Juara Tiga Stand Up Comedy Indonesia season 1 sekaligus penulis buku ini juga dalam bukunya menyajikan angin segar baru, pemaparan yang mempersembahkan lawakan ala berdiri di atas panggung tapi disajikan dalam bentuk tulisan yang bisa bikin kita HAHAHAHA sendiri. Sumpeh! Ibarat kata sih, kita kayak baca materi kocaknya Ernest sebelum doi manggung.

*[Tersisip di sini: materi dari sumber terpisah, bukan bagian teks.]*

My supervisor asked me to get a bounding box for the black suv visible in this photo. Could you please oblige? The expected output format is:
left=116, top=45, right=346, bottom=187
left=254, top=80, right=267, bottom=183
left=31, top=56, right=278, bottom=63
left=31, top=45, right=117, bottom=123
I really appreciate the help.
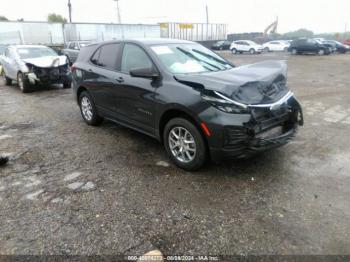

Ngetawain hidup ala Ernest ini menghadirkan cerita pengalaman peribadi Ernest mulai dari  keresahaannya tentang pandangan khalayak terhadap etnis Tionghoa, Jakarta yang mulai dikepung Mall, Ahok jagoanku dan banyak lagi. Dengan gaya khasnya yang nyablak dan pengaruh illucinati-syndrome, Ernest berhasil membuka pandangan baru terhadap orang cina, dalam buku ini doi menjelaskan alangkah lebih baiknya kita memanggil ‘orang cina’ dengan kata ‘orang Tionghoa’.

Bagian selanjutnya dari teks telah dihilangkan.